Rußwurm, M., Venkatesa, S. J., & Tuia, D. (2023). Large-scale detection of marine debris in coastal areas with Sentinel-2. Iscience, 26(12).
NOTE: The costs of hosting the data and models got too high. I had to set it private. Please contact Marc Russwurm per email if you would like to have access to the data and model weights. For now, you can find the model weights in this Google Drives folder
We provide a python package for easy installation and model predictions
Installation of the Python Package
pip install marinedebrisdetector
# alternative from GitHub directly
pip install git+https://github.com/marccoru/marinedebrisdetector
You now have a marinedebrisdetector
program to make predictions of Sentinel-2 tif images on the console.
Check marindebrisdetector --help
for information on parameters and options.
Predict the qualitative test images from the paper with this command.

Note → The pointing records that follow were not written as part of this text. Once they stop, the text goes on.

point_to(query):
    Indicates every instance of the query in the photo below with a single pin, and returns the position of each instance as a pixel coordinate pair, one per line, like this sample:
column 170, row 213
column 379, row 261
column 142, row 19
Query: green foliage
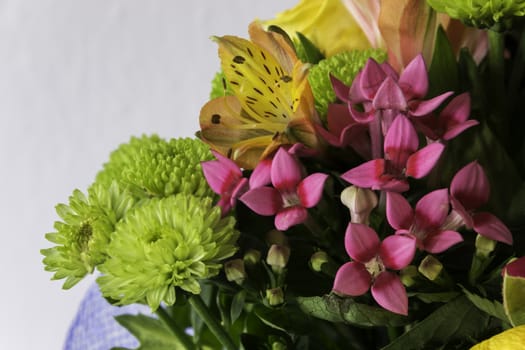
column 344, row 66
column 165, row 244
column 150, row 166
column 82, row 236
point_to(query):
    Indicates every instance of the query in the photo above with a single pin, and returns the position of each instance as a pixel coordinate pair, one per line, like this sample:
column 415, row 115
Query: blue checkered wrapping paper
column 94, row 326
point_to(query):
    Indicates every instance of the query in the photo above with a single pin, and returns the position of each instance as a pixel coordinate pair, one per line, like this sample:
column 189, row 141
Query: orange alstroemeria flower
column 272, row 103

marinedebrisdetector --plot-qualitative
predict a Sentinel-2 scene (Durban) with these commands
# download example scene (~300 MB) to ("durban_20190424.tif")
marinedebrisdetector --download-durban
# predict the durban example scene
marinedebrisdetector durban_20190424.tif
the prediction should be in the same folder named durban_20190424_prediction.tif
. You can inspect the prediction scene in any image viewer,
but best in a GIS program QGIS or ArcGIS that allows you inspect and overlay other georeferenced data.
The tested prediction times of the scene prediction above are:
- 11 sec on NVIDIA GeForce RTX 3090
- 15 sec on NVIDIA GeForce GTX 970
- 11 minutes on Macbook Pro CPU
We provide pre-trained weights for 12-channel Sentinel-2 imagery. A detailed list of weights can be found on the models page
pretrained segmentation models can be loaded via the torch hub in python
import torch
torch.hub.load("marccoru/marinedebrisdetector", "unetpp")
torch.hub.load("marccoru/marinedebrisdetector", "unet")
# trained without label refinement (can lead to thinner more fine-grained predictions)
torch.hub.load("marccoru/marinedebrisdetector", "unetpp", label_refinement=False)
The marinedebrisdetector
defaults to the unetpp/unet++
.
We trained the underlying Unet++ segmentation model (implementation from Pytorch Segmentation Models) on an aggregated a combination of existing datasets for training FloatingObjects Dataset (Mifdal et al., 2020), Marine Debris Archive (Kikaki et al., 2022), S2Ships (Ciocarlan et al., 2021), and newly annotated a refinedFloatingObjects dataset and Sentinel-2 images of the Plastic Litter Projects (Papageorgiou et al., 2022; under review)
More details in a dedicated data page.
Executing the training script (see this "model training" page) with --download
will automatically download and uncompress the required datasets (116 GB (uncompressed)).
We provide a a training script powered by Pytorch Lightning and Weights and Biases to train new models and reproduce our results. More details on training commands and ablations in a dedicated page for model training
We compare to a random forest trained on 1) the original MARIDA dataset (Kikaki et al., 2022) and 2) a random forest trained on our dataset. You should be able to reproduce the results in these scripts. The required data and random forest classifier is downloaded automatically.